DIRK DERAEDT MÉDECIN SPÉCIALISTE EN SOINS INTENSIFS, TIENT LA CHRONIQUE D'ÉVÉNEMENTS QUI LE TOUCHENT DANS SA PRATIQUE. © FRANK BAHNMÜLLER

Coma éthylique

Petits enfants, petits problèmes. Grands enfants, grands problèmes. C’est à la seconde partie de l’adage que je pensais, l’autre soir, tandis que nous prenions en charge une jeune femme inconsciente, en état d’intoxication aiguë due à l’alcool. Autrement dit : un coma éthylique dû au binge drinking.

Ses amies – pas des exemples de sobriété, elles non plus -, attendent, anxieuses, dans le couloir, et m’expliquent qu’il y a eu un problème pendant qu’elles s’amusaient à boire beaucoup, et vite. Une mode appelée binge drinking à laquelle pas mal de jeunes s’adonnent, histoire d’être vite ivres pour pas cher. Les « avantages » du binge drinking sont doubles : on se met dans l’ambiance en un temps record et on réduit sa consommation pendant le restant de la soirée.

Ici, il s’agissait de vider une bouteille de vodka en se la passant de bouche en bouche. La patiente en état de coma éthylique avait bu la majeure partie de la bouteille, ce qui, chez une jeune femme d’une cinquantaine de kilos, a eu pour résultat de la plonger dans l’inconscience et de lui faire perdre ses réflexes de déglutition et de respiration. Taux d’alcool dans le sang : 3,5 ?.

C’est donc un corps blême et avachi que nous découvrons sur le brancard. Son estomac se vide. Une odeur de viande à pitta et d’alcool envahit la salle des urgences. Pour empêcher que le reflux ne vienne obstruer ses poumons, nous l’intubons pour l’aider à respirer.

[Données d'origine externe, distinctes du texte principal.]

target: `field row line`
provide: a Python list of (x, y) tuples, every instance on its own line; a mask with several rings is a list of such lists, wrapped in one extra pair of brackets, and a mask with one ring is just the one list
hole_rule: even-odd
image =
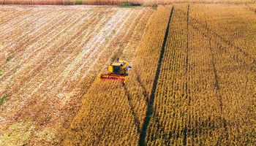
[(140, 139), (139, 139), (139, 145), (146, 145), (146, 142), (145, 142), (145, 139), (146, 139), (146, 132), (147, 132), (147, 128), (148, 126), (149, 125), (149, 121), (151, 120), (152, 114), (153, 114), (153, 105), (154, 105), (154, 96), (155, 96), (155, 92), (156, 92), (156, 89), (157, 89), (157, 81), (159, 77), (159, 74), (160, 74), (160, 69), (161, 69), (161, 66), (162, 66), (162, 58), (165, 54), (165, 46), (166, 46), (166, 42), (167, 42), (167, 39), (168, 37), (168, 34), (169, 34), (169, 30), (170, 30), (170, 21), (171, 21), (171, 18), (173, 16), (173, 9), (174, 9), (174, 7), (172, 7), (171, 12), (170, 12), (170, 18), (169, 18), (169, 20), (168, 20), (168, 23), (167, 23), (167, 26), (165, 31), (165, 38), (162, 42), (162, 50), (160, 52), (160, 55), (159, 55), (159, 59), (157, 64), (157, 69), (156, 70), (156, 75), (154, 77), (154, 84), (153, 84), (153, 87), (152, 87), (152, 90), (151, 90), (151, 93), (150, 96), (150, 99), (149, 99), (149, 102), (148, 103), (148, 107), (147, 107), (147, 111), (146, 111), (146, 118), (144, 120), (143, 124), (143, 127), (142, 127), (142, 130), (141, 130), (141, 133), (140, 134)]

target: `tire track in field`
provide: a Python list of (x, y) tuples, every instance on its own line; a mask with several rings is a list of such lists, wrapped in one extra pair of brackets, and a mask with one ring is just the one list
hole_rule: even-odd
[(150, 100), (148, 104), (148, 107), (147, 107), (147, 111), (146, 113), (146, 118), (144, 120), (144, 123), (142, 127), (142, 130), (141, 130), (141, 133), (140, 135), (140, 139), (139, 139), (139, 145), (146, 145), (146, 132), (147, 132), (147, 128), (148, 126), (149, 125), (149, 122), (151, 120), (152, 114), (153, 114), (153, 104), (154, 104), (154, 96), (155, 96), (155, 92), (156, 92), (156, 89), (157, 89), (157, 81), (159, 77), (159, 73), (160, 73), (160, 69), (161, 69), (161, 65), (162, 65), (162, 58), (164, 56), (164, 53), (165, 53), (165, 45), (166, 45), (166, 42), (167, 42), (167, 39), (169, 34), (169, 30), (170, 30), (170, 21), (171, 21), (171, 18), (173, 16), (173, 9), (174, 7), (172, 7), (171, 12), (170, 12), (170, 18), (169, 18), (169, 21), (168, 21), (168, 24), (165, 31), (165, 38), (164, 38), (164, 41), (162, 42), (162, 50), (161, 50), (161, 53), (160, 53), (160, 55), (159, 55), (159, 60), (158, 61), (157, 64), (157, 69), (156, 71), (156, 76), (154, 80), (154, 84), (153, 84), (153, 87), (152, 87), (152, 90), (151, 90), (151, 93), (150, 96)]
[[(219, 107), (220, 107), (220, 112), (221, 113), (223, 113), (223, 101), (222, 101), (222, 96), (221, 95), (220, 93), (220, 85), (219, 85), (219, 77), (218, 75), (218, 72), (216, 67), (216, 58), (215, 58), (215, 53), (214, 53), (213, 48), (211, 47), (211, 39), (209, 39), (209, 45), (210, 45), (210, 51), (211, 51), (211, 62), (212, 62), (212, 67), (213, 67), (213, 72), (214, 72), (214, 88), (216, 90), (216, 93), (217, 96), (218, 96), (218, 100), (219, 101)], [(219, 118), (221, 121), (223, 123), (223, 126), (225, 131), (225, 138), (226, 141), (228, 140), (228, 130), (227, 127), (227, 120), (224, 118)], [(218, 141), (219, 145), (222, 145), (219, 141)]]
[[(1, 25), (2, 24), (4, 24), (6, 23), (11, 23), (11, 22), (9, 22), (9, 21), (11, 21), (12, 20), (15, 20), (17, 18), (19, 18), (20, 17), (21, 15), (26, 15), (27, 12), (29, 12), (31, 9), (28, 9), (27, 11), (18, 11), (18, 12), (17, 12), (18, 14), (10, 14), (8, 16), (6, 16), (6, 15), (3, 15), (3, 18), (4, 18), (6, 20), (4, 21), (2, 21), (2, 22), (0, 22), (0, 27), (1, 27)], [(13, 16), (13, 15), (15, 15), (15, 16)], [(22, 16), (22, 15), (21, 15)], [(18, 18), (17, 18), (18, 19)], [(2, 20), (2, 18), (1, 18), (0, 20)]]
[[(71, 56), (76, 56), (79, 52), (78, 49), (76, 49), (77, 47), (80, 47), (82, 45), (86, 44), (89, 39), (91, 38), (91, 35), (93, 35), (94, 33), (97, 33), (97, 30), (94, 30), (94, 33), (88, 33), (88, 27), (95, 25), (97, 22), (98, 20), (96, 19), (97, 15), (95, 15), (94, 18), (91, 18), (91, 20), (86, 22), (84, 24), (82, 24), (83, 27), (79, 27), (79, 30), (76, 31), (76, 34), (72, 36), (70, 40), (74, 40), (72, 42), (67, 42), (67, 43), (62, 45), (62, 50), (59, 52), (59, 53), (57, 55), (55, 55), (52, 61), (46, 65), (46, 66), (40, 72), (40, 74), (37, 74), (31, 79), (31, 80), (36, 80), (37, 77), (43, 77), (43, 75), (45, 75), (45, 72), (53, 72), (50, 69), (54, 69), (56, 73), (55, 74), (51, 74), (51, 76), (47, 76), (45, 78), (45, 81), (42, 82), (44, 84), (47, 81), (50, 80), (50, 78), (52, 76), (56, 76), (58, 77), (59, 72), (64, 72), (64, 69), (63, 69), (62, 64), (67, 64), (65, 66), (67, 66), (68, 63), (72, 61), (72, 57)], [(103, 23), (105, 23), (108, 19), (104, 19)], [(91, 29), (93, 30), (93, 29)], [(85, 35), (86, 34), (87, 35)], [(84, 41), (83, 40), (83, 38), (86, 38), (87, 39), (85, 39)], [(81, 43), (80, 43), (81, 42)], [(69, 52), (69, 53), (67, 53)], [(75, 53), (75, 54), (74, 54)], [(50, 64), (54, 64), (53, 66), (50, 66)], [(47, 67), (48, 66), (50, 66), (49, 67)], [(54, 75), (55, 74), (55, 75)], [(69, 88), (66, 88), (64, 85), (64, 82), (67, 82), (66, 80), (67, 77), (69, 76), (62, 76), (59, 75), (57, 78), (53, 79), (54, 82), (51, 82), (50, 85), (45, 85), (45, 86), (48, 87), (51, 89), (51, 92), (53, 93), (58, 93), (57, 91), (54, 91), (56, 90), (60, 91), (61, 88), (64, 89), (69, 89), (69, 88), (72, 88), (71, 87)], [(64, 78), (65, 80), (63, 80)], [(58, 88), (53, 88), (53, 87), (58, 87)], [(33, 90), (33, 88), (32, 88)], [(33, 93), (35, 93), (37, 90), (34, 90)], [(58, 93), (54, 95), (55, 96), (57, 96)], [(32, 96), (32, 95), (31, 95)]]
[[(60, 34), (60, 33), (61, 33), (66, 30), (66, 29), (63, 29), (63, 30), (60, 30), (60, 31), (57, 31), (58, 29), (61, 29), (61, 27), (63, 27), (63, 26), (61, 26), (62, 25), (60, 25), (60, 24), (65, 23), (65, 22), (69, 22), (69, 21), (71, 22), (71, 20), (72, 20), (72, 18), (73, 18), (73, 15), (72, 17), (70, 17), (69, 18), (68, 18), (68, 16), (67, 16), (64, 18), (61, 19), (60, 21), (59, 21), (61, 23), (59, 24), (59, 23), (56, 23), (56, 25), (53, 25), (53, 27), (54, 27), (54, 26), (57, 26), (57, 27), (55, 29), (53, 29), (48, 35), (45, 36), (45, 37), (42, 38), (42, 42), (44, 43), (44, 45), (39, 46), (39, 48), (42, 49), (43, 47), (45, 47), (48, 45), (51, 45), (51, 44), (50, 44), (50, 42), (52, 41), (54, 41), (55, 37), (58, 36)], [(76, 21), (72, 22), (72, 23), (75, 23), (75, 22)], [(52, 36), (52, 37), (50, 37), (50, 39), (49, 41), (48, 41), (47, 42), (44, 42), (44, 40), (45, 39), (45, 38), (49, 37), (49, 36), (50, 37)], [(37, 41), (37, 40), (35, 40), (35, 41)], [(34, 44), (32, 46), (30, 46), (29, 47), (26, 47), (26, 50), (33, 49), (32, 47), (34, 47), (34, 45), (38, 44), (38, 42), (38, 42), (38, 40), (37, 40), (35, 44)], [(38, 48), (37, 48), (36, 50), (38, 50)], [(24, 55), (26, 56), (26, 58), (22, 59), (21, 61), (20, 61), (20, 63), (18, 64), (16, 64), (16, 66), (14, 66), (9, 69), (9, 72), (15, 72), (15, 73), (12, 73), (13, 74), (12, 76), (7, 76), (9, 74), (8, 72), (6, 72), (5, 74), (4, 74), (4, 77), (3, 77), (4, 79), (2, 78), (2, 80), (5, 80), (5, 82), (7, 82), (6, 84), (3, 83), (4, 85), (7, 85), (7, 82), (9, 82), (9, 80), (11, 80), (12, 77), (16, 77), (16, 78), (17, 78), (17, 77), (18, 77), (17, 74), (19, 74), (18, 73), (20, 73), (20, 72), (25, 72), (25, 71), (23, 71), (24, 64), (29, 65), (29, 64), (31, 64), (33, 63), (31, 61), (29, 61), (29, 59), (31, 59), (30, 58), (31, 55), (37, 55), (37, 54), (34, 53), (36, 50), (35, 49), (31, 50), (31, 52), (28, 52), (28, 51), (29, 51), (29, 50), (28, 50), (27, 53), (29, 53), (29, 54), (28, 54), (28, 55), (26, 55), (26, 53), (24, 54)], [(37, 55), (38, 55), (38, 54)], [(18, 56), (18, 55), (17, 55), (17, 56)], [(34, 61), (34, 60), (32, 60), (32, 61)], [(36, 61), (37, 61), (37, 60), (36, 60)], [(27, 62), (29, 62), (30, 64), (28, 64)], [(19, 69), (19, 70), (18, 70), (18, 69)], [(28, 74), (26, 74), (26, 75), (28, 75)], [(6, 79), (4, 80), (4, 78), (6, 78)]]
[[(64, 26), (64, 28), (63, 29), (61, 29), (61, 31), (60, 31), (60, 32), (59, 32), (59, 33), (57, 33), (57, 36), (59, 36), (59, 35), (61, 35), (61, 35), (62, 35), (62, 36), (61, 37), (61, 38), (64, 38), (64, 36), (65, 36), (65, 35), (63, 34), (63, 32), (64, 32), (65, 31), (72, 31), (72, 30), (74, 30), (74, 27), (75, 28), (77, 28), (77, 26), (79, 26), (81, 23), (83, 23), (83, 20), (84, 20), (84, 19), (86, 19), (86, 17), (83, 17), (83, 16), (85, 16), (86, 15), (81, 15), (80, 17), (78, 17), (75, 20), (69, 20), (69, 21), (66, 21), (65, 22), (65, 23), (69, 23), (69, 22), (72, 22), (70, 24), (69, 24), (69, 25), (66, 25), (66, 26)], [(80, 23), (77, 23), (77, 22), (80, 22)], [(58, 32), (58, 31), (57, 31)], [(55, 41), (56, 42), (56, 41)], [(54, 45), (58, 45), (58, 42), (57, 43), (55, 43), (54, 44)], [(54, 55), (54, 54), (55, 53), (58, 53), (58, 51), (60, 50), (60, 49), (61, 49), (61, 47), (57, 47), (57, 49), (56, 49), (55, 50), (54, 50), (54, 52), (53, 52), (53, 54), (51, 54), (51, 55)], [(51, 50), (52, 51), (52, 50)], [(40, 69), (40, 68), (42, 67), (42, 66), (43, 66), (43, 65), (45, 64), (45, 63), (47, 63), (48, 61), (50, 61), (50, 56), (51, 55), (49, 55), (49, 56), (48, 56), (48, 58), (45, 58), (45, 59), (44, 59), (44, 60), (42, 60), (42, 61), (41, 61), (39, 64), (38, 64), (38, 65), (37, 65), (37, 67), (35, 67), (35, 68), (34, 68), (33, 69), (31, 69), (31, 72), (28, 72), (27, 73), (27, 74), (25, 76), (25, 77), (23, 77), (23, 79), (18, 79), (18, 85), (16, 85), (16, 87), (22, 87), (22, 88), (20, 88), (21, 89), (21, 91), (22, 90), (24, 90), (24, 91), (27, 91), (27, 89), (26, 89), (26, 88), (24, 88), (25, 87), (26, 87), (26, 85), (28, 85), (28, 82), (27, 82), (27, 81), (28, 81), (28, 79), (31, 79), (31, 77), (32, 77), (34, 74), (38, 74), (38, 71), (39, 71)], [(23, 81), (22, 82), (20, 82), (20, 80)], [(33, 88), (33, 87), (32, 87)], [(19, 95), (20, 95), (20, 93), (19, 93), (19, 92), (18, 92), (18, 91), (20, 91), (20, 89), (19, 89), (19, 90), (18, 90), (18, 89), (13, 89), (12, 91), (12, 96), (13, 97), (15, 97), (15, 96), (18, 96)], [(42, 96), (43, 96), (44, 94), (42, 94)], [(10, 100), (12, 100), (12, 101), (13, 101), (13, 100), (18, 100), (18, 99), (20, 99), (20, 98), (18, 98), (18, 99), (16, 99), (16, 98), (12, 98), (12, 99), (10, 99)], [(17, 108), (17, 107), (16, 107)], [(20, 107), (19, 107), (20, 108)], [(14, 109), (12, 109), (12, 110), (13, 111), (15, 111), (15, 110), (14, 110)], [(7, 116), (8, 117), (8, 116)], [(19, 116), (18, 116), (19, 117)], [(9, 118), (10, 119), (10, 118)]]
[[(188, 103), (188, 107), (190, 107), (190, 95), (189, 95), (188, 91), (188, 81), (189, 76), (188, 76), (188, 68), (189, 68), (189, 5), (187, 6), (187, 50), (186, 50), (186, 61), (185, 61), (185, 74), (187, 76), (186, 82), (185, 82), (185, 98), (189, 100)], [(186, 112), (187, 112), (188, 110), (187, 109)], [(182, 119), (184, 118), (183, 117)], [(184, 135), (184, 139), (183, 139), (183, 145), (187, 145), (187, 126), (190, 125), (190, 118), (189, 118), (188, 124), (186, 125), (185, 128), (183, 131), (183, 134)]]
[[(72, 17), (71, 17), (72, 18)], [(23, 66), (24, 64), (26, 64), (26, 63), (28, 61), (29, 61), (29, 59), (31, 59), (30, 58), (32, 57), (31, 55), (35, 55), (36, 54), (34, 54), (34, 53), (36, 50), (38, 50), (39, 49), (42, 49), (43, 47), (45, 47), (46, 45), (50, 44), (50, 41), (53, 40), (53, 39), (55, 38), (54, 36), (52, 37), (50, 41), (48, 41), (47, 42), (45, 42), (45, 40), (47, 37), (50, 36), (50, 35), (53, 35), (54, 34), (59, 34), (59, 32), (56, 31), (56, 30), (57, 30), (58, 28), (60, 28), (61, 27), (61, 24), (65, 22), (65, 20), (71, 20), (72, 18), (69, 18), (69, 16), (66, 16), (64, 17), (63, 18), (60, 19), (59, 21), (58, 21), (57, 23), (55, 23), (55, 25), (53, 25), (52, 26), (49, 27), (48, 30), (50, 30), (50, 31), (44, 31), (42, 34), (39, 34), (38, 36), (34, 37), (33, 38), (33, 41), (34, 41), (36, 43), (31, 44), (32, 45), (30, 45), (29, 44), (21, 44), (21, 46), (18, 46), (18, 47), (20, 49), (22, 48), (26, 48), (26, 50), (24, 50), (24, 53), (22, 54), (17, 54), (15, 55), (15, 58), (12, 59), (12, 63), (15, 63), (15, 62), (19, 62), (19, 64), (16, 64), (15, 65), (12, 65), (10, 64), (10, 66), (12, 66), (11, 68), (8, 69), (8, 71), (6, 72), (3, 76), (1, 77), (1, 80), (5, 80), (6, 82), (7, 82), (8, 80), (10, 80), (12, 77), (15, 77), (17, 76), (17, 74), (19, 74), (20, 72), (22, 71), (22, 68), (20, 68), (21, 66)], [(56, 28), (56, 26), (57, 26), (57, 28)], [(55, 29), (53, 29), (53, 28), (56, 28)], [(46, 34), (45, 33), (47, 33)], [(37, 39), (37, 38), (40, 38), (39, 40)], [(39, 46), (38, 48), (37, 49), (33, 49), (34, 47), (34, 45), (37, 45), (38, 43), (39, 43), (40, 42), (42, 42), (41, 43), (44, 43), (44, 45), (41, 45)], [(29, 46), (29, 47), (28, 47)], [(30, 50), (31, 50), (31, 52)], [(16, 50), (17, 51), (17, 50)], [(13, 52), (12, 53), (15, 53), (15, 52)], [(20, 58), (20, 56), (24, 56), (26, 58), (22, 58), (23, 59), (21, 60), (21, 61), (19, 61), (19, 59)], [(10, 74), (11, 72), (12, 74), (13, 74), (12, 76), (9, 76), (8, 74)]]
[[(45, 17), (48, 17), (48, 15), (44, 15), (44, 16), (45, 17), (42, 17), (42, 20), (45, 20)], [(14, 55), (15, 55), (15, 51), (17, 51), (18, 50), (20, 50), (21, 49), (20, 46), (25, 45), (25, 44), (29, 44), (31, 39), (37, 39), (37, 35), (33, 36), (33, 34), (41, 31), (41, 29), (45, 28), (45, 27), (47, 27), (48, 25), (50, 25), (46, 22), (49, 21), (50, 20), (51, 20), (50, 22), (51, 23), (54, 22), (54, 20), (56, 20), (56, 18), (57, 18), (58, 16), (52, 15), (52, 17), (48, 17), (48, 19), (45, 20), (41, 23), (38, 24), (39, 27), (36, 26), (34, 28), (31, 29), (29, 31), (26, 31), (26, 29), (28, 29), (27, 28), (23, 27), (23, 28), (20, 30), (18, 32), (15, 32), (15, 34), (8, 34), (5, 39), (2, 39), (4, 40), (8, 40), (8, 42), (10, 42), (9, 43), (7, 43), (7, 45), (6, 45), (2, 48), (2, 50), (4, 50), (4, 48), (8, 48), (8, 50), (4, 50), (3, 51), (7, 54), (7, 56), (10, 58), (9, 61), (10, 61), (11, 59), (15, 57), (18, 57), (18, 58), (20, 58), (21, 57), (20, 54), (19, 54), (18, 56)], [(39, 20), (41, 20), (41, 18), (39, 19)], [(50, 27), (48, 27), (48, 28), (50, 28)], [(23, 31), (23, 33), (22, 33), (22, 35), (20, 35), (20, 31)], [(12, 39), (12, 38), (15, 38), (15, 37), (16, 38), (15, 39)], [(33, 39), (31, 39), (31, 37)], [(13, 61), (13, 60), (12, 61)]]
[(23, 17), (16, 18), (15, 19), (14, 22), (11, 21), (8, 23), (4, 23), (5, 25), (1, 27), (1, 29), (3, 29), (4, 31), (1, 34), (0, 38), (4, 39), (3, 38), (3, 36), (12, 34), (12, 31), (15, 31), (15, 29), (19, 29), (24, 27), (26, 24), (34, 21), (34, 20), (33, 20), (34, 17), (39, 16), (41, 16), (40, 11), (36, 11), (34, 12), (29, 12), (27, 15), (23, 15)]

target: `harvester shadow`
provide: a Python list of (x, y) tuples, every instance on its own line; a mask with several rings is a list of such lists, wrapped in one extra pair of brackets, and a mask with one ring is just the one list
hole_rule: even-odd
[(146, 89), (145, 85), (143, 85), (143, 83), (141, 81), (140, 76), (139, 75), (139, 74), (138, 74), (136, 69), (135, 69), (135, 74), (137, 76), (137, 77), (136, 77), (137, 82), (139, 83), (140, 86), (143, 88), (143, 97), (144, 97), (144, 101), (145, 101), (146, 104), (147, 104), (147, 106), (148, 106), (148, 96), (147, 93), (147, 91)]
[(131, 110), (131, 114), (132, 115), (132, 117), (133, 117), (133, 123), (136, 126), (137, 132), (138, 134), (140, 134), (140, 131), (141, 131), (140, 128), (140, 121), (138, 120), (138, 116), (136, 115), (136, 113), (135, 113), (135, 107), (132, 104), (131, 96), (130, 96), (130, 94), (129, 94), (129, 93), (126, 85), (123, 85), (123, 87), (124, 87), (124, 93), (127, 96), (129, 107), (129, 109)]

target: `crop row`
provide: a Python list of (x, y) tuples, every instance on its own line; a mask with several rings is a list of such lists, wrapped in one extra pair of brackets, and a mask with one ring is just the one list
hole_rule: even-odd
[[(221, 35), (219, 25), (207, 28), (199, 25), (206, 21), (210, 23), (211, 19), (217, 21), (214, 14), (217, 15), (218, 11), (214, 9), (219, 6), (204, 7), (174, 7), (146, 139), (148, 145), (255, 142), (252, 122), (255, 118), (255, 53), (250, 47), (229, 41), (232, 34)], [(202, 12), (202, 9), (209, 16), (203, 18), (203, 14), (197, 20), (195, 15)], [(251, 15), (248, 11), (244, 12)], [(227, 21), (225, 15), (222, 16), (217, 23)], [(239, 20), (239, 16), (236, 18)], [(225, 23), (225, 27), (241, 25), (236, 18), (236, 23)], [(247, 31), (248, 35), (255, 35), (252, 29), (243, 27), (242, 30), (251, 30)]]
[(67, 131), (64, 145), (138, 144), (170, 11), (170, 7), (155, 10), (146, 23), (140, 45), (129, 45), (116, 55), (128, 58), (133, 66), (127, 84), (93, 83)]
[(255, 4), (254, 0), (0, 0), (0, 4), (92, 4), (118, 5), (129, 3), (131, 5), (153, 6), (178, 3), (191, 4)]

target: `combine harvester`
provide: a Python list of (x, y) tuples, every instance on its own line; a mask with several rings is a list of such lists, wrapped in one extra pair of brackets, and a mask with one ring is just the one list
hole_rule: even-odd
[(118, 58), (108, 67), (108, 74), (99, 74), (99, 78), (103, 80), (118, 80), (125, 84), (128, 79), (127, 72), (132, 66), (127, 61), (122, 61)]

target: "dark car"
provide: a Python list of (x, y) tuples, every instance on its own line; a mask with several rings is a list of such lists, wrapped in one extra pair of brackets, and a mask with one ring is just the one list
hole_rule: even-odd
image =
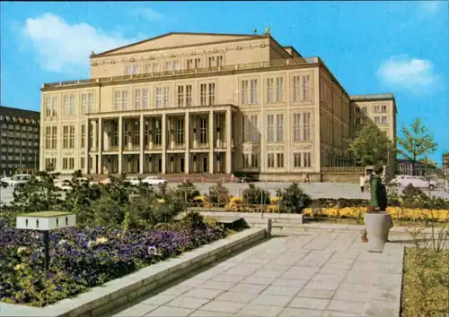
[(245, 174), (239, 177), (241, 183), (259, 182), (259, 175)]

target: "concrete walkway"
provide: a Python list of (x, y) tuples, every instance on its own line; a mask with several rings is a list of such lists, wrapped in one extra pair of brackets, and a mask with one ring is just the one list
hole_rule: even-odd
[(403, 247), (365, 247), (355, 233), (273, 237), (107, 316), (398, 317)]

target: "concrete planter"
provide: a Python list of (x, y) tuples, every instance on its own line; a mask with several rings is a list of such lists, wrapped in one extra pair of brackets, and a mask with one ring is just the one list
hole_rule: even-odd
[(388, 240), (392, 215), (385, 211), (365, 213), (365, 223), (368, 233), (367, 251), (382, 253)]

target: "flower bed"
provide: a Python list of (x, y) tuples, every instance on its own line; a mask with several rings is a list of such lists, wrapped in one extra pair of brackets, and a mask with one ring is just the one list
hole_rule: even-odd
[[(310, 217), (328, 217), (338, 218), (362, 218), (366, 207), (345, 208), (306, 208), (303, 213)], [(387, 211), (394, 220), (432, 220), (436, 222), (449, 221), (449, 210), (431, 210), (409, 209), (402, 207), (388, 207)]]
[(207, 224), (128, 232), (61, 229), (50, 235), (46, 273), (41, 233), (6, 227), (0, 219), (0, 301), (45, 306), (225, 236)]

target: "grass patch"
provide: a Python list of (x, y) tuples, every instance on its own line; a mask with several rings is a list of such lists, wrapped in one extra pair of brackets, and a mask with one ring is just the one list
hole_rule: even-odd
[(408, 248), (402, 278), (401, 316), (447, 316), (449, 250)]

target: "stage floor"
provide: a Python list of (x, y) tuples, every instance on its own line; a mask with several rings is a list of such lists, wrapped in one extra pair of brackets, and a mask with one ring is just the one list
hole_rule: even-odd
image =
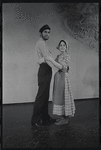
[[(3, 105), (3, 148), (99, 148), (99, 100), (75, 100), (68, 125), (31, 127), (34, 103)], [(49, 102), (52, 118), (52, 102)]]

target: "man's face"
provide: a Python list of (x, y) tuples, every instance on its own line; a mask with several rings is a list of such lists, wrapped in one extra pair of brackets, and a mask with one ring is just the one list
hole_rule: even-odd
[(50, 30), (49, 29), (46, 29), (44, 30), (42, 33), (41, 33), (41, 36), (44, 40), (48, 40), (49, 39), (49, 36), (50, 36)]

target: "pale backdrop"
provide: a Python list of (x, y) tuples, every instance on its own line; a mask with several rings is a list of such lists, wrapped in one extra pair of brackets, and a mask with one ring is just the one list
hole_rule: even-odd
[[(35, 43), (39, 28), (51, 27), (47, 41), (53, 58), (61, 39), (70, 45), (70, 82), (74, 99), (99, 97), (98, 54), (73, 39), (61, 26), (60, 16), (51, 3), (3, 4), (3, 103), (34, 102), (37, 93)], [(56, 69), (53, 68), (53, 76)], [(53, 77), (50, 86), (52, 101)]]

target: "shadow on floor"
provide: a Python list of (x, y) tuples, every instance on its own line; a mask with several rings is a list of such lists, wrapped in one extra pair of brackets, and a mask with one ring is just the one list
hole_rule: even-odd
[[(99, 148), (99, 100), (75, 101), (68, 125), (31, 127), (33, 104), (3, 106), (3, 148)], [(52, 118), (52, 103), (49, 102)]]

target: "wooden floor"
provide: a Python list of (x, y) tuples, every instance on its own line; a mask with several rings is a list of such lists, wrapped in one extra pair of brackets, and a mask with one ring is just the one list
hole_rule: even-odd
[[(33, 104), (3, 105), (3, 148), (99, 148), (99, 100), (75, 101), (68, 125), (31, 127)], [(52, 103), (49, 102), (52, 118)]]

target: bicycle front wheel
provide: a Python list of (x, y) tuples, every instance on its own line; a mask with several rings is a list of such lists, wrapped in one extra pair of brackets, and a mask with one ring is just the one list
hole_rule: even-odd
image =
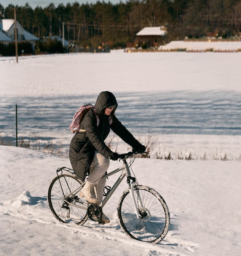
[(55, 217), (64, 223), (82, 225), (87, 220), (88, 202), (78, 193), (83, 182), (74, 175), (55, 177), (48, 190), (48, 203)]
[(117, 211), (119, 223), (132, 238), (156, 244), (166, 236), (170, 226), (170, 214), (161, 196), (153, 189), (138, 185), (134, 196), (141, 218), (136, 216), (129, 189), (120, 197)]

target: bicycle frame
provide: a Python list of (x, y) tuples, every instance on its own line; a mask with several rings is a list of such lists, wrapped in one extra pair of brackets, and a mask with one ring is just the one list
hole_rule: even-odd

Pour le reste, il faut laisser le temps au temps. Et, en effet, deux ou trois heures plus tard, au milieu de la nuit, la jeune femme reprend à moitié conscience et arrache sa sonde d’intubation en toussant. Puis, tout en ronflant, elle se tourne sur le côté, continuant à dormir comme si de rien n’était.

Le lendemain matin, lorsque j’entre dans sa chambre, elle est toujours allongée dans la même position, petite boule recroquevillée sous la couverture. Lorsque mon téléphone se met à sonner, sa masse informe remue et elle grommelle d’un ton passablement excédé : « Pourrais pas faire un peu moins de bruit?  » Je me présente, je lui sers mon petit laïus, comme quoi l’abus de l’alcool est dangereux, et qu’elle a énormément de chance et que... Mais elle ne m’écoute pas et me rabroue : « Je veux rentrer chez moi. Maintenant. » Elle tâtonne à la recherche de son smartphone. « Mon père va venir me chercher » sont les derniers mots qu’elle m’adresse.

Une heure plus tard, son père entre au service des soins intensifs, un sac de vêtements propres sous le bras. L’homme exhale un mélange d’anxiété, de colère et de honte à l’endroit de sa progéniture.

Très pâle et cernée, sa fille fait impatiemment les cent pas dans le couloir. Le père me lance un regard plein d’excuses et j’ai l’impression de l’entendre penser très fort : grands enfants, grands problèmes.